Early in the week, Lavina had been convinced that new baby would come before the week ended. Now, she feels it could be a few days yet. If its not here by the eighth, the doctor plans to induce it, for medical reasons.

That is our little grandchild who she holds.

Kalib manipulates a "This American Life" ap on Caleb's iPhone.

I'm not quite certain what Jacob was up to, but he was in the back, rummaging through this and that. Then he came out with this - a wedding invitation. The couple pictured is Margie and me. The invitation is to our wedding - 36 years ago. Jacob said he was going to keep it.

To see Margie standing there, beside me, in that picture... see how beautiful she is? She chose to go with me. How did it happen? How could it not have happened? Someday, perhaps I will tell you more of our story, how we came together. But not right now.  

I don't know why the decades pass so fast, but they do. Not so long ago, it was she and I who were making babies and it was our parents who so eagerly waited to meet their new grandchildren.

Now, save for Margie's mother, our parents are in the grave and it is us, Margie and I, waiting to meet our new grandchild.

And here is the first one. He is experimenting with a flashlight. The world remains a new and exciting place to him. He wants to learn about everything.

Kalib helps Caleb put his clubs back in the bag. Then he leaves with his parents.
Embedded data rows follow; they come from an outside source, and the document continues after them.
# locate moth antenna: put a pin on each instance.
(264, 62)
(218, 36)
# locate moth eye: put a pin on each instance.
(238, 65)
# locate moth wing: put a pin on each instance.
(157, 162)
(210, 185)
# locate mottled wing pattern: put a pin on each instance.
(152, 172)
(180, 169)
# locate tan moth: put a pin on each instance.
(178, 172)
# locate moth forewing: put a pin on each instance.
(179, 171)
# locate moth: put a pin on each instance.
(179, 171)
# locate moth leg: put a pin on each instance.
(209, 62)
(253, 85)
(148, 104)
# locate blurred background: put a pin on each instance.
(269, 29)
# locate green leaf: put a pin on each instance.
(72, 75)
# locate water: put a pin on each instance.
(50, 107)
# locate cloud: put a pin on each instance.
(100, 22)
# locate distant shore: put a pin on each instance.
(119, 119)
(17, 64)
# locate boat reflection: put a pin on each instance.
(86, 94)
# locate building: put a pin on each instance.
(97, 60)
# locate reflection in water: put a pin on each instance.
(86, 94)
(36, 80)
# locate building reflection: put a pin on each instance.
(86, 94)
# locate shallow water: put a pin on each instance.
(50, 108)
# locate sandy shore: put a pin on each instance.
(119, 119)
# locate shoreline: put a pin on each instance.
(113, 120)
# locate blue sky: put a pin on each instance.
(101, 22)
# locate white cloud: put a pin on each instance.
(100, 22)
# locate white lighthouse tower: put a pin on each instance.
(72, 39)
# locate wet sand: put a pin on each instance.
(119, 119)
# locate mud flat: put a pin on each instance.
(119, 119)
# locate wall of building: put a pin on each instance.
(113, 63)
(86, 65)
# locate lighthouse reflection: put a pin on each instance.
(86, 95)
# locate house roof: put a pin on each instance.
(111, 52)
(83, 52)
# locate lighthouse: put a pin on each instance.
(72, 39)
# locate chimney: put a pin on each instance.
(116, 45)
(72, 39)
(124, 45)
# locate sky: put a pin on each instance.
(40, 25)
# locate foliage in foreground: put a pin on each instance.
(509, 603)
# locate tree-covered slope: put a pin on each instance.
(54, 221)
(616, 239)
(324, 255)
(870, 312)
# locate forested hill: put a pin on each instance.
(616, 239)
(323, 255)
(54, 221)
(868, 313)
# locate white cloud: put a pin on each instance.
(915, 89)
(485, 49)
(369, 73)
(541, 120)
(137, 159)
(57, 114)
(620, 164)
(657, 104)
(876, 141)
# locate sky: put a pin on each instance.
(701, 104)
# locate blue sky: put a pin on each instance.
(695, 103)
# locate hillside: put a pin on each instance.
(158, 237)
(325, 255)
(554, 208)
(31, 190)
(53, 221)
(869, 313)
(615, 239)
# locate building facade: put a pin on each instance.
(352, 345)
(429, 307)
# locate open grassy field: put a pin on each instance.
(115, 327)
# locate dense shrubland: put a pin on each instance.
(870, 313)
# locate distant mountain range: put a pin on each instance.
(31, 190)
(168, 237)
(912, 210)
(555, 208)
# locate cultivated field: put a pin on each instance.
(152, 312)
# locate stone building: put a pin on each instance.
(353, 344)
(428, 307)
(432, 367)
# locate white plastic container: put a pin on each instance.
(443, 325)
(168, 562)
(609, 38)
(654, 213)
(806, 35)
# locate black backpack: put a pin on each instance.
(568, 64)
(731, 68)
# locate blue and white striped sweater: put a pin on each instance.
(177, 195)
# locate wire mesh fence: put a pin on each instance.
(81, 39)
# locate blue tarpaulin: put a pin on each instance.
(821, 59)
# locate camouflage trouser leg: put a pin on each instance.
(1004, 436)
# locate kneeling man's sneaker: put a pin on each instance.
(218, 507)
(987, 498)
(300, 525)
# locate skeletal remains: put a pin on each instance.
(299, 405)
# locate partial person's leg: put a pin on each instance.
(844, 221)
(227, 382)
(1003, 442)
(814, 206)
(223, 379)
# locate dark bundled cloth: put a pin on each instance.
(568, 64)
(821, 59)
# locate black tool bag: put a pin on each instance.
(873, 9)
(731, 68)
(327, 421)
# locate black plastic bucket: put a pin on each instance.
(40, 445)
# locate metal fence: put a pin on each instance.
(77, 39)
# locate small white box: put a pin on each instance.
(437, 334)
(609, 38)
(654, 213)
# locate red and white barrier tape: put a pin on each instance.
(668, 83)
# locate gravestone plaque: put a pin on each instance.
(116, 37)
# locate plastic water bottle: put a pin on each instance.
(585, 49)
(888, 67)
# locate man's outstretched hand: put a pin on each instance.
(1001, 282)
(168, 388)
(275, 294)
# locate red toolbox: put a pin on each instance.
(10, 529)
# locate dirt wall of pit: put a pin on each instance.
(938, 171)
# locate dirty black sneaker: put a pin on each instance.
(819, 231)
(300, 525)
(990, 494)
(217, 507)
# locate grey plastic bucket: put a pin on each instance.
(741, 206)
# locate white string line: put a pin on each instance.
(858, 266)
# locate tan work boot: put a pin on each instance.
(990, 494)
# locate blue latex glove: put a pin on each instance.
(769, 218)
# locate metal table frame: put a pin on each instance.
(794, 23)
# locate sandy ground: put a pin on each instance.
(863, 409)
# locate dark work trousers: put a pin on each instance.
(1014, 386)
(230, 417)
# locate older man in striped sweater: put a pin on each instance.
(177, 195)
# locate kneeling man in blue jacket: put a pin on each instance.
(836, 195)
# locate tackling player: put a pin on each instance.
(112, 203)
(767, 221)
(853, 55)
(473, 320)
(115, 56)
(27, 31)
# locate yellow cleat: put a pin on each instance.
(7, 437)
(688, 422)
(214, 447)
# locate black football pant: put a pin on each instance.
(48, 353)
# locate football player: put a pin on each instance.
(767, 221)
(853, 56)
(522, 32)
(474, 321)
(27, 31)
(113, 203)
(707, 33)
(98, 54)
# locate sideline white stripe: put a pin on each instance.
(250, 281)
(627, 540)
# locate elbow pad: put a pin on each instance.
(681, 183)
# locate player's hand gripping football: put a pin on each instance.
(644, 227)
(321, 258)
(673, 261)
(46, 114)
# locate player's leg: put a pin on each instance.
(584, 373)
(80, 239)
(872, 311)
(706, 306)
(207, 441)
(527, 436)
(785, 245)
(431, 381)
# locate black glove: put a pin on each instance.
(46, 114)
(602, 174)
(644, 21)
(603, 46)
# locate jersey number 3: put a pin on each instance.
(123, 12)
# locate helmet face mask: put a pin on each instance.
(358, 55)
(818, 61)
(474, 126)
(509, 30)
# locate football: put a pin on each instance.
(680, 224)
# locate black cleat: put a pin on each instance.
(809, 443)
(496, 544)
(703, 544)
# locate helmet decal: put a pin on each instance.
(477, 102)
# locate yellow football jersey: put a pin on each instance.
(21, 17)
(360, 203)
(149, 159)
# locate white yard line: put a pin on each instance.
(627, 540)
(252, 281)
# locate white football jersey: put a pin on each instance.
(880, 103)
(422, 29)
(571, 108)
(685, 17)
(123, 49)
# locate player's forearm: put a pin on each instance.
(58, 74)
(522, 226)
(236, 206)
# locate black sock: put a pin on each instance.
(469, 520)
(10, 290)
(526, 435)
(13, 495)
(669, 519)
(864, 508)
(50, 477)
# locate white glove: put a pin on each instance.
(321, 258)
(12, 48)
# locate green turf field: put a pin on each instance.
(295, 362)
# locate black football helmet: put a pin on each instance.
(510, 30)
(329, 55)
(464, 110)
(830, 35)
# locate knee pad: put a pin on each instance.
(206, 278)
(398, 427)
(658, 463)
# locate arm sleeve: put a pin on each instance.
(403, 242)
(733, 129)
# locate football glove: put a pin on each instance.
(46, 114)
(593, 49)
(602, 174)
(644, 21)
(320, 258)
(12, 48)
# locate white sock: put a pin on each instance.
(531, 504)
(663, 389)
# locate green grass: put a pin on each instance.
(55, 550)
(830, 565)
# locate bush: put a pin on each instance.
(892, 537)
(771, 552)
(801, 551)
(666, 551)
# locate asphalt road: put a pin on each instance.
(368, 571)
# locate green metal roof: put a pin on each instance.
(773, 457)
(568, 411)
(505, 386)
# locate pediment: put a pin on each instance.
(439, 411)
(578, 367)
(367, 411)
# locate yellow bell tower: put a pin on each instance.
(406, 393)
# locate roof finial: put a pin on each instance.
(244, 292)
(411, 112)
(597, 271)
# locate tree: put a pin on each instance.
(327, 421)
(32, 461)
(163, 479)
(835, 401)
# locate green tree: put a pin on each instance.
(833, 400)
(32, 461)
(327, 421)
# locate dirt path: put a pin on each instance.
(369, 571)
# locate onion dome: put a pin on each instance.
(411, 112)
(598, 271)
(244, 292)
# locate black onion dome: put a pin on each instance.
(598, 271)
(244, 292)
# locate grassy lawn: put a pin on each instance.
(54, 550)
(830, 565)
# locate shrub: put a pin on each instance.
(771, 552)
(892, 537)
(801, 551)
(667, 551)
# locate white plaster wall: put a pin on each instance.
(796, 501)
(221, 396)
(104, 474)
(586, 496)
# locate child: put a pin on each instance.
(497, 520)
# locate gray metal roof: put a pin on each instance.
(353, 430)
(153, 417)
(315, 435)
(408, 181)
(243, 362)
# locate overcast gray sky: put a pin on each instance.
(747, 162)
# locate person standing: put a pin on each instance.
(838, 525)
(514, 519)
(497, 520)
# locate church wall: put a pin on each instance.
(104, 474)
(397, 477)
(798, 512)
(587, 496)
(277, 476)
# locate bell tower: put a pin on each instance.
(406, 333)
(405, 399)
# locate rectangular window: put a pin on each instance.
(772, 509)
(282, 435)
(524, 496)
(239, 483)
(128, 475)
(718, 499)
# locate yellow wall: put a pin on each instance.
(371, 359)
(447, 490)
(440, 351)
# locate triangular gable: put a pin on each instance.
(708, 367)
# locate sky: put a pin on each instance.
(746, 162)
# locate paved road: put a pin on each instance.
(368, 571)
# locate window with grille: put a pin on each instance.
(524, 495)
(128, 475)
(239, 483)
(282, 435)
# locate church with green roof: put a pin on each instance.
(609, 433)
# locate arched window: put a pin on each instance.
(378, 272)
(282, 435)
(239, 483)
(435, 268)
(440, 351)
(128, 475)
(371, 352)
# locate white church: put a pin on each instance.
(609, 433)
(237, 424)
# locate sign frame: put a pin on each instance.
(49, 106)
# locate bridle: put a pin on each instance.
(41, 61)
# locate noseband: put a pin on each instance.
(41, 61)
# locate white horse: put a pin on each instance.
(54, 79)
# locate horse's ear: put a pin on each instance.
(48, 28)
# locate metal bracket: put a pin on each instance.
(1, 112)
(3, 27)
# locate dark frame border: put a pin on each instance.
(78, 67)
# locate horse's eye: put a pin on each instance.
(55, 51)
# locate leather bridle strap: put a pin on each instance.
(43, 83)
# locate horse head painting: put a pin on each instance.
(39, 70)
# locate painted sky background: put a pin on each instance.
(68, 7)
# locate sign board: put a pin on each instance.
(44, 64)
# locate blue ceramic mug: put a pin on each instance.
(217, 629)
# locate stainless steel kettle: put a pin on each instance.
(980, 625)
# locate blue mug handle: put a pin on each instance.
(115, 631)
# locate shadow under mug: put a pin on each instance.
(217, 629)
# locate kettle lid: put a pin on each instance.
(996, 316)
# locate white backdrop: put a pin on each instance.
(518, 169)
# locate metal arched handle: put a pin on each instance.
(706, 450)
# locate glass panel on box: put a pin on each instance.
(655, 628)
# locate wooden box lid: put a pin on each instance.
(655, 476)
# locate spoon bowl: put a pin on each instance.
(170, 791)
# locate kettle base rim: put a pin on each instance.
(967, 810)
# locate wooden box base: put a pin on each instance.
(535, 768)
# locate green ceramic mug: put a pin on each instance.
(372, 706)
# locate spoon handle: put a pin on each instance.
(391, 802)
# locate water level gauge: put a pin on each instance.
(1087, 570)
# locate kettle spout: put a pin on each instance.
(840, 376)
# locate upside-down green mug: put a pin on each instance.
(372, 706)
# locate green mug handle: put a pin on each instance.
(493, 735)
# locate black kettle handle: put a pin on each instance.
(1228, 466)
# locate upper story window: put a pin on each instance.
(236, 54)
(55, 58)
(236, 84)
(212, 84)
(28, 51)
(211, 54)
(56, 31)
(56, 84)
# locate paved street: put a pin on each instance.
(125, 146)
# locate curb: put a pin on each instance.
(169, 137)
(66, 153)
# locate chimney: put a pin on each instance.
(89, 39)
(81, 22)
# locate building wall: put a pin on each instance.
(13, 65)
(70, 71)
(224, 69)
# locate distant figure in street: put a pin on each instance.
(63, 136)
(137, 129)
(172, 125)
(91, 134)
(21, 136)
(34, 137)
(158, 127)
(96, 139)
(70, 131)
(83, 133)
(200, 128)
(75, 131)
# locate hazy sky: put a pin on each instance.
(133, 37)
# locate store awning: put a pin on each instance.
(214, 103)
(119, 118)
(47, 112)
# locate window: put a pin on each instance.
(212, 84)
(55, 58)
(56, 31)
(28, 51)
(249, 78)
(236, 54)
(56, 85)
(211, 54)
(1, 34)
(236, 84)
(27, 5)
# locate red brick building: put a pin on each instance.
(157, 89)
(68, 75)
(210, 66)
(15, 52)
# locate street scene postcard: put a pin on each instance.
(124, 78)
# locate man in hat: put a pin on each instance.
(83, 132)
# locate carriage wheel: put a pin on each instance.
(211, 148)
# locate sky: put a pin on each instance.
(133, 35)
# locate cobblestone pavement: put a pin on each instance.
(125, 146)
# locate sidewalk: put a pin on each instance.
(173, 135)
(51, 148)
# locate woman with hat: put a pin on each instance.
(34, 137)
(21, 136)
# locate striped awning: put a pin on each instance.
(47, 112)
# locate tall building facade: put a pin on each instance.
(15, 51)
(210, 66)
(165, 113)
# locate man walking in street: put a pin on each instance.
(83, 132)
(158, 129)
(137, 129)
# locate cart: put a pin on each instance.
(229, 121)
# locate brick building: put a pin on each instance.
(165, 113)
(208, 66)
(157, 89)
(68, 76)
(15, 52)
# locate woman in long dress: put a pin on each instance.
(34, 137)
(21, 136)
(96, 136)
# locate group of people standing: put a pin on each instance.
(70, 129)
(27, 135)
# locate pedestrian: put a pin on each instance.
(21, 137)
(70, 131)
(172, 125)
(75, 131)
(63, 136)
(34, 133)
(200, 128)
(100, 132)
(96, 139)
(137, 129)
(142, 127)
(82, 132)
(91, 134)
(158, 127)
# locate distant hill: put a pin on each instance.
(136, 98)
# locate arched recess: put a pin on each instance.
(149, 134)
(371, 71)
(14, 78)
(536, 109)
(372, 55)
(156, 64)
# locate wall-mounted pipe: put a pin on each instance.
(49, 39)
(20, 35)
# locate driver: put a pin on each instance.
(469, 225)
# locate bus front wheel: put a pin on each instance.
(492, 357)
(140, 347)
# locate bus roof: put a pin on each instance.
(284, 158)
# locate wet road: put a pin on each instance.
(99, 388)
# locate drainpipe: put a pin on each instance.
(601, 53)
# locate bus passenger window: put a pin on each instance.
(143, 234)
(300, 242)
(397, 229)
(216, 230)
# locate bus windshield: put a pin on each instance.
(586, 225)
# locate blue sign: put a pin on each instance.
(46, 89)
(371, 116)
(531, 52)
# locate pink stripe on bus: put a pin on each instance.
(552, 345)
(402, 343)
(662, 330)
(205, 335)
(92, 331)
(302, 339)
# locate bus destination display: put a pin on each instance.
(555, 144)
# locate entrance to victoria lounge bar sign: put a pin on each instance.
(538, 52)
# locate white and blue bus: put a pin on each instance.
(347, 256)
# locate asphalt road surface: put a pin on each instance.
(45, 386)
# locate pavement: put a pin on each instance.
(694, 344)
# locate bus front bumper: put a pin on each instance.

There was certain desperation evident in Royce tonight, the intensity of which I had never before witnessed. He seemed desperate to communicate something to me. He kept looking into my eyes like this and when he was close enough, he would reach out with a paw and touch me, and look at me this way. His motor control was not good. His claws would dig painfully into my skin.

He was trying to tell me something. What? It made my eyes water, just a little bit.

 

*That battle continued tonight. Problem not solved. Hours wasted. Eaten up by Squarespace - the nightmare blogging program from hell.

** Author of A River Runs Through It.